Fluorescence analysis

We performed all of the steady decay fluorescence analysis using a spectrofluorimeter model Cary Eclipse by Varian. The emission and excitation slit was fixed at 5 for all analysis. Preliminary tests allowed determination of the HSA concentration in 1.4 × 10−5 mol dm−3, and 0.7–8.6 × 10−5 mol dm−3 for ruthenium complex titration. The titration process and analysis was performed in a 1.00 quartz cell, with the additions of a complex solution and a 3 min wait between the addition and obtaining the spectrum. We performed all of the analysis at temperatures of 298, 303, and 308 K, at an excitation wavelength of 295 nm, for both complex forms. The spectra range was from 300 to 540 nm and emission maximum was established at 340 nm. Using these values and the specific equations, we obtained the K app, K Sv, w, K b, and n values.
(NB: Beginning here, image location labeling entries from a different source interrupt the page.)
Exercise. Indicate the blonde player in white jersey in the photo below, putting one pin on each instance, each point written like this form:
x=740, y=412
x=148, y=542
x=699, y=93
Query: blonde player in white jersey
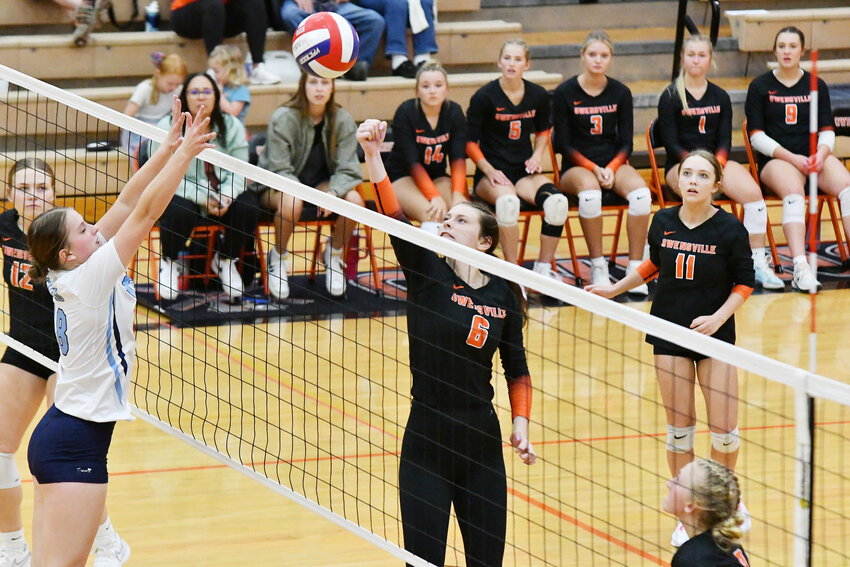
x=94, y=300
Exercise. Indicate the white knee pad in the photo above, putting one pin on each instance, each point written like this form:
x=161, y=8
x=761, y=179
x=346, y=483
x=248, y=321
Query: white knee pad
x=726, y=442
x=507, y=210
x=794, y=209
x=640, y=202
x=9, y=477
x=590, y=204
x=844, y=201
x=755, y=217
x=680, y=439
x=555, y=209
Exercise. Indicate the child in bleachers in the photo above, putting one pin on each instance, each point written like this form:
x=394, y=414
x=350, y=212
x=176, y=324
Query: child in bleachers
x=227, y=64
x=152, y=99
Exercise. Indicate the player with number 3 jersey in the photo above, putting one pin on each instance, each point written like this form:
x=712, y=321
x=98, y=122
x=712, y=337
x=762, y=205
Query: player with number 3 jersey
x=593, y=132
x=778, y=109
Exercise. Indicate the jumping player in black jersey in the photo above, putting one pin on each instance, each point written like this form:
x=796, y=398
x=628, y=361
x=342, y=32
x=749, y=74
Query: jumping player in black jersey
x=457, y=317
x=695, y=113
x=705, y=497
x=593, y=132
x=701, y=255
x=24, y=383
x=778, y=108
x=429, y=133
x=501, y=117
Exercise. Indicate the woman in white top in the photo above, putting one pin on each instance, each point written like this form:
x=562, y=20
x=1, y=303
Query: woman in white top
x=94, y=299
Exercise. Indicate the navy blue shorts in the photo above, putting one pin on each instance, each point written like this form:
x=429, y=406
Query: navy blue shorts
x=25, y=363
x=64, y=448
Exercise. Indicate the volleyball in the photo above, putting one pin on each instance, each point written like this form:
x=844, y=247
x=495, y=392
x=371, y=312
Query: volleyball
x=325, y=45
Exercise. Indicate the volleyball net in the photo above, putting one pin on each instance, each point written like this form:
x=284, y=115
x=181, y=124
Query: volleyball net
x=315, y=407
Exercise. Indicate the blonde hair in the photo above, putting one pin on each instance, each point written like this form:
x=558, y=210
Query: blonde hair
x=171, y=64
x=516, y=41
x=231, y=58
x=716, y=496
x=680, y=80
x=600, y=36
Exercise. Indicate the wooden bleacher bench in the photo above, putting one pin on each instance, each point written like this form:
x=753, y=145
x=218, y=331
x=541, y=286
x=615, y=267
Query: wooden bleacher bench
x=127, y=54
x=377, y=97
x=29, y=13
x=830, y=70
x=825, y=28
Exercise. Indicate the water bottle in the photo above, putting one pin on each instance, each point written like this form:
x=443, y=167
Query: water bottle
x=152, y=16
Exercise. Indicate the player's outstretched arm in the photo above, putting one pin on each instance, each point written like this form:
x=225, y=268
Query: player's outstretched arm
x=112, y=220
x=156, y=197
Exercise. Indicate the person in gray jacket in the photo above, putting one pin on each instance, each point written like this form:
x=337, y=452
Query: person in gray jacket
x=310, y=139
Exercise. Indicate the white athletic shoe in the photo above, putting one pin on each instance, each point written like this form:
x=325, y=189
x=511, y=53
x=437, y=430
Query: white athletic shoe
x=745, y=514
x=804, y=280
x=766, y=277
x=114, y=555
x=231, y=281
x=335, y=281
x=169, y=279
x=679, y=537
x=545, y=269
x=260, y=75
x=599, y=274
x=15, y=557
x=642, y=289
x=278, y=274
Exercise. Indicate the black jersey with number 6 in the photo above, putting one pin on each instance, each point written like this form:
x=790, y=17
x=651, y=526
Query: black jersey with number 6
x=503, y=129
x=783, y=112
x=455, y=330
x=698, y=267
x=30, y=306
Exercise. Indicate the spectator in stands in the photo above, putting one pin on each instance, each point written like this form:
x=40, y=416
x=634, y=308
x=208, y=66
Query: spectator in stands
x=368, y=24
x=502, y=116
x=429, y=133
x=778, y=110
x=695, y=113
x=593, y=132
x=214, y=20
x=398, y=14
x=228, y=68
x=152, y=98
x=311, y=139
x=206, y=189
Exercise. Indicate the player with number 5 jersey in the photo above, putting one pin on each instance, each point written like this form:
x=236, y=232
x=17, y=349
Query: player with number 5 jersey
x=778, y=110
x=457, y=317
x=84, y=266
x=701, y=255
x=501, y=118
x=593, y=119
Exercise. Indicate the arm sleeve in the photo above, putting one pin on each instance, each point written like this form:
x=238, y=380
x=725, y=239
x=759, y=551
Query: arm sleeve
x=561, y=137
x=724, y=130
x=668, y=114
x=625, y=131
x=347, y=173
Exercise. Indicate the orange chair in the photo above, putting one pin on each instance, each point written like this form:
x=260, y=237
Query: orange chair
x=828, y=200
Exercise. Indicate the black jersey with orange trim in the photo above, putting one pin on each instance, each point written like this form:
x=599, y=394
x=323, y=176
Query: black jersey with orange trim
x=698, y=267
x=454, y=331
x=706, y=123
x=597, y=128
x=414, y=141
x=783, y=112
x=30, y=305
x=702, y=551
x=503, y=129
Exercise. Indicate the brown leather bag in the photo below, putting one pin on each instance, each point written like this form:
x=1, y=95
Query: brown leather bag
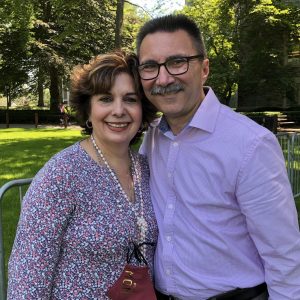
x=135, y=282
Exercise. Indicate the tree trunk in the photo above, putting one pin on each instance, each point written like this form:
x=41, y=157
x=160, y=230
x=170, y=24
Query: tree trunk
x=54, y=88
x=119, y=23
x=40, y=88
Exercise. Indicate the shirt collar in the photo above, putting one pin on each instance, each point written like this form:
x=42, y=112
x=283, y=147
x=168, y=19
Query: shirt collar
x=205, y=117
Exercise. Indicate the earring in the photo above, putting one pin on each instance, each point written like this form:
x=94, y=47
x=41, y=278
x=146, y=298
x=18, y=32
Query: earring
x=142, y=128
x=88, y=124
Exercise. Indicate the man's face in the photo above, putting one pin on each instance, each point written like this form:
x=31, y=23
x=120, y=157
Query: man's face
x=177, y=105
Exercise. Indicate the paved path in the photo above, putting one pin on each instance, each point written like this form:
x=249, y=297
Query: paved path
x=39, y=126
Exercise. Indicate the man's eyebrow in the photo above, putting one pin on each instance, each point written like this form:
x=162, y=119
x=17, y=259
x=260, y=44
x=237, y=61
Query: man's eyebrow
x=152, y=61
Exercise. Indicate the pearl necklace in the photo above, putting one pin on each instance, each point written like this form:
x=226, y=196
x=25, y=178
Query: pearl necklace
x=141, y=221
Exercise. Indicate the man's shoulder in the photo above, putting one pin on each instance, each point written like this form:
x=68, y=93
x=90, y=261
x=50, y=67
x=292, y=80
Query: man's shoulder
x=238, y=122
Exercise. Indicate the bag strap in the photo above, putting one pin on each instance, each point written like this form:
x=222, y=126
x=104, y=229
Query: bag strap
x=136, y=252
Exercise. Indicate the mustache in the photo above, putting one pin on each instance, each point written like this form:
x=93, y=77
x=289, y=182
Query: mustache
x=162, y=90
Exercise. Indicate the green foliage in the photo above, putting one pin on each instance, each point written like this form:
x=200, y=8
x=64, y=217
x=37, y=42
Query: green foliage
x=247, y=43
x=42, y=40
x=23, y=153
x=216, y=19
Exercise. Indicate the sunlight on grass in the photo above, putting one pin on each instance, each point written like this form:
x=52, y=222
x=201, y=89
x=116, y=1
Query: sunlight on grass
x=22, y=153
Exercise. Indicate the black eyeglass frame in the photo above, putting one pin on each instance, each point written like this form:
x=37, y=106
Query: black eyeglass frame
x=188, y=58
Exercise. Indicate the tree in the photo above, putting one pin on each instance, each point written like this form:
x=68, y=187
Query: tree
x=14, y=40
x=216, y=18
x=266, y=37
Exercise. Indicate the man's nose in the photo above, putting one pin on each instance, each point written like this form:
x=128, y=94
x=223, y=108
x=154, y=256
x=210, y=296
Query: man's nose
x=164, y=78
x=118, y=108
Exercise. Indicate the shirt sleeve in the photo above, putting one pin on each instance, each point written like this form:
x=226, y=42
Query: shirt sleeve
x=265, y=197
x=45, y=213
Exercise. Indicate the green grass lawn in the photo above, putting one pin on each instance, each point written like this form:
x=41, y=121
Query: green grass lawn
x=22, y=153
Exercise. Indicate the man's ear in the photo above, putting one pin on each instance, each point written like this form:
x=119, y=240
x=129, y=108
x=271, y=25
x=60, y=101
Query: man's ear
x=205, y=70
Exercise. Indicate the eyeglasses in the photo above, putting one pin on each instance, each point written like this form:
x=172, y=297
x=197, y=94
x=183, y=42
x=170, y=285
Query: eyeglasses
x=175, y=66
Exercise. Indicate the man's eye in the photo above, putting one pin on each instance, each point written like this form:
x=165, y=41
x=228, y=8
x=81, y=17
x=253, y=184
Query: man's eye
x=131, y=99
x=148, y=67
x=176, y=62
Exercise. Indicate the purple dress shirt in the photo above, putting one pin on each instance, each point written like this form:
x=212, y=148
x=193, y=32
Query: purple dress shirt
x=224, y=207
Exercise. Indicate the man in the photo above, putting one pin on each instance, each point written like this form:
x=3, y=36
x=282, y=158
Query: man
x=226, y=215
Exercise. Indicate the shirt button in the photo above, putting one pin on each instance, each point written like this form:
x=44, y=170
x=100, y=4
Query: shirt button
x=170, y=206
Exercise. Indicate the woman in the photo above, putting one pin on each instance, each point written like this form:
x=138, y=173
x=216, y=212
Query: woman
x=91, y=201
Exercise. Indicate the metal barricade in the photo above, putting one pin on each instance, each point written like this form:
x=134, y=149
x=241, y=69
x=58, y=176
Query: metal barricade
x=19, y=183
x=290, y=144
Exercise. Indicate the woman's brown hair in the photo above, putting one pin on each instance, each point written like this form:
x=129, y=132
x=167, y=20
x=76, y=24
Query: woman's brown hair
x=98, y=77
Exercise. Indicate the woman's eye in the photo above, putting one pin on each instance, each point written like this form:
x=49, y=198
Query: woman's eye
x=105, y=99
x=131, y=99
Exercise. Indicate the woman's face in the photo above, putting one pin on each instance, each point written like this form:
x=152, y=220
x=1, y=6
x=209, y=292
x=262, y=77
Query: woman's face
x=116, y=116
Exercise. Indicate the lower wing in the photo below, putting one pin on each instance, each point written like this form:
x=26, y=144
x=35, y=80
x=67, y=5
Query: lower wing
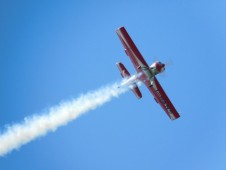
x=161, y=98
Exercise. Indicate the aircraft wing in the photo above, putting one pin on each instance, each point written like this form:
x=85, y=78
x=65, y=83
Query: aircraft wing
x=131, y=50
x=161, y=98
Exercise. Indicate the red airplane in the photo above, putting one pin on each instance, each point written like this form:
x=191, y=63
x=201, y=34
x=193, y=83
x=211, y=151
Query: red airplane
x=145, y=74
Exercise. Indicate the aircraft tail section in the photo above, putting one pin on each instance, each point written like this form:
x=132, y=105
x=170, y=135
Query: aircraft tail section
x=125, y=74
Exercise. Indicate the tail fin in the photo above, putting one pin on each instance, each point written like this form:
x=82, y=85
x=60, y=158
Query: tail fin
x=125, y=74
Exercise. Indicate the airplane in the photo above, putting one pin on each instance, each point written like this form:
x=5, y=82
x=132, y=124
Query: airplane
x=145, y=73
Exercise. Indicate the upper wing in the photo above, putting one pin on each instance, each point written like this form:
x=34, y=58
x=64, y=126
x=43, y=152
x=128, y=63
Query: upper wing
x=161, y=98
x=131, y=49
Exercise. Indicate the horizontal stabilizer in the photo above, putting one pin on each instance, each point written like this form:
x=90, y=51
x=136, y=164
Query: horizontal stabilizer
x=136, y=91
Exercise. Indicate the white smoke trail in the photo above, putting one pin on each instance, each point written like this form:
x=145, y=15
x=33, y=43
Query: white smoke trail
x=39, y=125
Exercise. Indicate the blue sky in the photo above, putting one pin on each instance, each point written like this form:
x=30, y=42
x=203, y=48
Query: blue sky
x=55, y=50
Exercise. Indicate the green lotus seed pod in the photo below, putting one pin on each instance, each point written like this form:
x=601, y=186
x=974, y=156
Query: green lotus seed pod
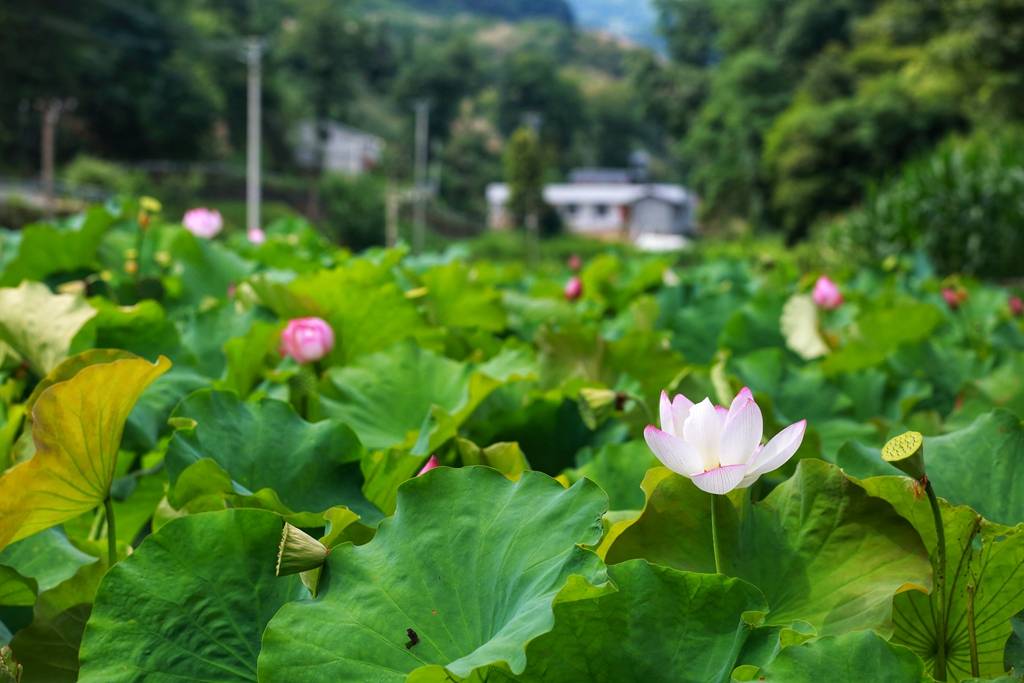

To obtain the ΔH, ΔS, and ΔG values was used the Vant’ Hoff equation method.

The fluorescence data were adjusted for inner filter effect using Eq. (9), where F cor and F obs are fluorescence intensity corrected and observed, respectively, and A ex and A em are the absorption and emission wavelength, respectively [48].

$$F_{\text{cor}} = F_{\text{obs}} {\text{antilog }}\left( {A_{\text{ex}} + A_{\text{em}} / 2} \right)$$
(9)

Circular dichroism

We performed the analyses in a J-810 Spectropolarimeter, in the absence and presence of ruthenium complex and recorded in the range 200–260 nm min−1. In all analyses, we used 0.1 cm quartz cells of and titration was made in molar ratios of 1:0, 1:0.5, 1:2.5, and 1:5, HSA:ruthenium complex.